Graham Hancock is the king of speculation. His books will either convince you there’s a lot more to human history or make you scoff at his possibly outlandish ideas. Regardless, it is damn entertaining. One of the first books I ever bought was his Fingerprints of the Gods (1996) which discussed how anomalies associated with ancient monuments tend to indicate a wide-spread ancient advanced civilization. Even though I was intrigued by the way Hancock tied all those threads together I’m still deeply skeptical of his overall thesis. And yet, I’ve been completely hooked by his 2007 book Supernatural. This one is deeply convincing because anyone can follow his thesis with a little supplemental research. Using the bitterly accepted idea proposed by anthropologist David Lewis-Williams, that ancient art depicted what early humans saw in altered states of consciousness, Hancock weaves a story that gets at the very heart of what it means to be a member of our species. Where academics might be starting to accept Lewis-Williams’ idea, they are far from ready to use the same plants and rituals that produced these early trance states. This is where Hancock picks up, by starting taking the iboga vine, the plant that enables men to see the dead, and follows with the sacred ayahuasca brew of the Amazon.

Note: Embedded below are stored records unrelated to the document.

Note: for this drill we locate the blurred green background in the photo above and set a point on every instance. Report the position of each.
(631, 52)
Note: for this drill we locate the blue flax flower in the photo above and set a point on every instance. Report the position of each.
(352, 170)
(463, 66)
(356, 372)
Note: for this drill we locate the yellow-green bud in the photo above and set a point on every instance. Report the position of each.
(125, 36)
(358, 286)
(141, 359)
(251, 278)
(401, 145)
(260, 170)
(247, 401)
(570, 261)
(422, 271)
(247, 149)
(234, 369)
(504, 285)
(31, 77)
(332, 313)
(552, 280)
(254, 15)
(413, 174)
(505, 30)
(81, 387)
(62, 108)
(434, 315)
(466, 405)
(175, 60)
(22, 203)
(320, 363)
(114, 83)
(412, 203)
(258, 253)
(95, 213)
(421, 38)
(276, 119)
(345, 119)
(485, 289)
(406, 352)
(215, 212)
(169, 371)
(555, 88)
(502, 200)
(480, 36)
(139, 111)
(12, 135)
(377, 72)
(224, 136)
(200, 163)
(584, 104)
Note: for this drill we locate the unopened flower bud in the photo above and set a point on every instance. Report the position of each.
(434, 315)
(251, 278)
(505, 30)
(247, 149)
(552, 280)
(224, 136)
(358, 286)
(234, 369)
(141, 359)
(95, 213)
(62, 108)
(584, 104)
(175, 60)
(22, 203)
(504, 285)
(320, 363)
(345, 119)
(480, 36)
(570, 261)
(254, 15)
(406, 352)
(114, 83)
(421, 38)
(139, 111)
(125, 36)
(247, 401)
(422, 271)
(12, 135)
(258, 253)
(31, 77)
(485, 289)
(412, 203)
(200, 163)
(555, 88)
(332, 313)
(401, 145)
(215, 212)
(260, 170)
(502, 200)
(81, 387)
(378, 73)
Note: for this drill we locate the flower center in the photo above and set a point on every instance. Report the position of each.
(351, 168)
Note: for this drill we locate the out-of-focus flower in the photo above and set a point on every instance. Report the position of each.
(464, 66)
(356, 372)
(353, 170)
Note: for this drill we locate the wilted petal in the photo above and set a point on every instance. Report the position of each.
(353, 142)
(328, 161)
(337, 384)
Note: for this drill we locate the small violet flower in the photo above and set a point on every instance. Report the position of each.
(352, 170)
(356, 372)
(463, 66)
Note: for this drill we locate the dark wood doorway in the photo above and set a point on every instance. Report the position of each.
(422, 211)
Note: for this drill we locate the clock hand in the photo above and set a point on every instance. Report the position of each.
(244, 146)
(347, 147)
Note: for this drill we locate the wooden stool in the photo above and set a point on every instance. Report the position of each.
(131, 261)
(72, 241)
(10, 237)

Where I’m sure I would have been more sympathetic to Hancock’s other works if I had actually been to the monuments he describes, I can follow the writing here because of my own exposure to these ancient plants. Before I knew the themes and details in this book, my own experiences were eerily similar to those described in Supernatural. I’ve been the archetype of the wounded man and had interactions with serpents. Reading the story of someone thousands of years ago describing something that happened to me (along with its “mystical” significance) is a chilling synchronicity. Hancock’s sketch on p. 52 of the beings he encountered while doing his field research were exactly the same things I’ve seen, and as I learned by reading, have been seen for thousands of years by scattered native groups across the world accessing these same states through various means.
Hancock ties the similarities of the modern UFO/abduction phenomena to experiences that indigenous tribesmen have in altered states to the mythology of the medieval fairies. In doing so, he uncovers that throughout human history our species has been describing the same thing from different angles. Whatever this phenomena is, it appears to be changing over time, evolving and advancing. Hinting at a form of intelligence. All of these encounters have similar themes, particularly in encountering entities with an interest in human sexuality and reproduction mechanisms. That fairies allegedly impregnated and abducted women or danced around in circles to fly into the sky draws more than a few parallels to modern UFO lore. While the case Hancock lays for these similarities takes up the first half of the book, it is in the second half of Supernatural where the mind gems really shine through.
All human languages have a direct, exact, unvarying mathematical relationship between the rank of a word and the actual frequency of occurrence of that word. This relationship is known as Zipf’s Law, named after linguist George Zipf and has proved to hold true for every human language. Oddly enough, when the non-coding regions of DNA are analyzed according to Zipf’s Law a perfect linear Zipf Law linear plot emerges. In fact, the chemical “writing” of the non-coding regions of DNA appear to have all the features of a language, and may in fact be a language. Perhaps it is this language that ancient plant based sacrements tap into. Hancock brings to light the evidence that our interactions with ‘the other’ could be enabled by ancient plant substances because these chemicals allow us to access information encoded in the 97% of our DNA we currently think of as ‘junk DNA’. Further work in this area was done by Dr. Jeremy Narby in his book The Cosmic Serpent, which Hancock touches on briefly, specifically regarding the presence of snake constituted helixes in nearly every culture. That the snake in mythology is often a reference to DNA.
Since Hancock published Supernatural, the knowledge that Francis Crick discovered the shape of DNA while using LSD has become widely known. What is less well known is that Crick later published a book where he explains that DNA is so complex no mechanism of evolution could have produced it on this planet, concluding it must have originated elsewhere in the universe. Strangely, the mythology of many tribes in the Amazon tell the exact same story, of serpents falling from the sky and living inside us. While anthropologist Michael Harner ingested ayahuasca in 1961 he reported seeing, “dragon-like creatures that came to earth from deep in outer space after a journey that had lasted for eons.” These dragons explained that they hid in the multitudinous forms life and that humans were the receptacles for these creatures. Similar encounters have been described by other scientists ingesting these ceremonial brews and ancient cultures are inundated with related stories. Hancock hesitates from drawing any sort of conclusion other than that these ancient myths and timeless sacraments may be far more interesting than we could ever guess. Personally I agree.
Even stranger is that psilocybin (the active ingredient in magic mushrooms) is essentially orally active DMT, an indole compound with a phosphorylated functional group which exists nowhere else in nature. If this pattern exists nowhere else in nature, where could it have come from? What if the alien we’ve been searching for has been here inside us all along? A chilling prospect to consider, but after reading through Supernatural you’ll be forced to confront this possibility in all of its grandeur.